The real mystery to me remained in trying to ascertain why they decided to focus like mad on strawberry rather than on kiwi or raspberry.

I believe that it has to do with the utter naked simplicity of the fruit and its semiotic potential. Strawberry is perhaps the only fruit able to beat the household-name power of apple in terms of mainstream fruit taste and affective associations. Just like there are primary colors and secondary ones, there are primary fruits and secondary ones in cultural trems. Raspberry is not as constant and default-like a fruit as strawberry.

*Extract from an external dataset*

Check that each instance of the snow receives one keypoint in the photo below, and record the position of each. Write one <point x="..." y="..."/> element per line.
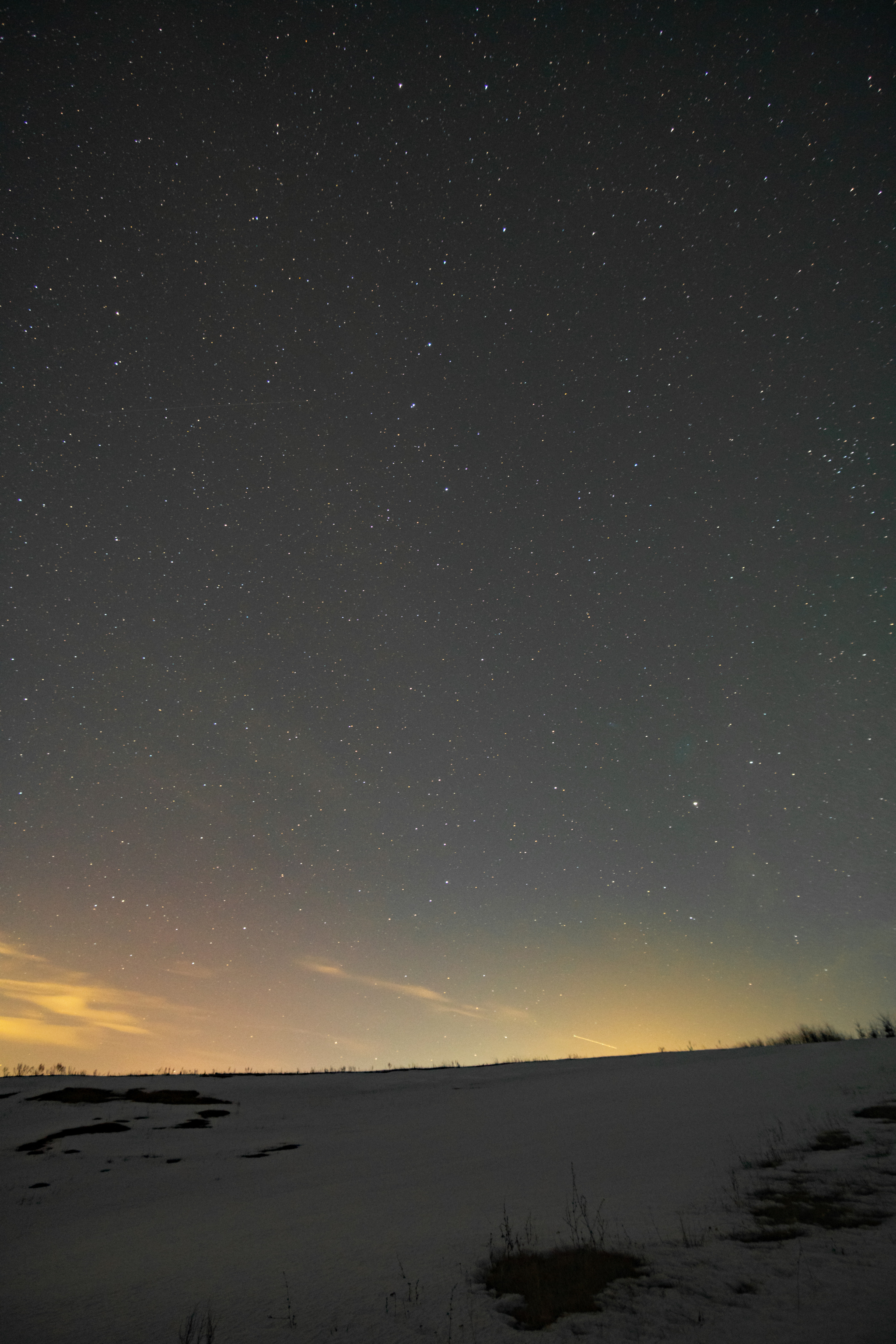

Strawberry, I think, was seen through a certain interpretative lens to be potentially effective at superimposing itself upon the image of the Big Apple and piggy-back on the fruit/city identification while giving it a girly blushed-cheek twist.

New York City is the city named after one fruit and symbolized by it. It explains the deliberate choice made of a solifruit. They did not want to blatantly copy Donna Karan Be Delicious apple perfume franchise. So instead, the crisp Granny Smith accents meld with a blooming and sustained, inspirational strawberry note yet continue to subliminally make sense. SJP NYC is like an olfactory logo of the Big Apple but girlier, pinker and benefiting on top of that from the image of a twirling Carrie Bradshaw, not to mention the frames of the upcoming movie. It is a perfume influenced by the concept of "emotional communication" which makes sense for a perfume accompanying the release of a movie. For all we know, the scent might get sprayed in movie theaters or will simply waft off the fans.

Sarah Jessica Parker did say that she was overjoyed to see her name in acronym next to that of the city she loves most in the world. She has been wearing the perfume and not getting nearly enough of it. I think the Big Strawberry note works.

Perfumer: Honorine Blanc

Perfume notes: Top notes: Italian mandarin, white osmanthus, wild red strawberries; Heart notes: gardenia, honeysuckle, mimosa and red rose damascena; Base notes: sandalwood, vanilla absolute, rum flavor and creamy musks.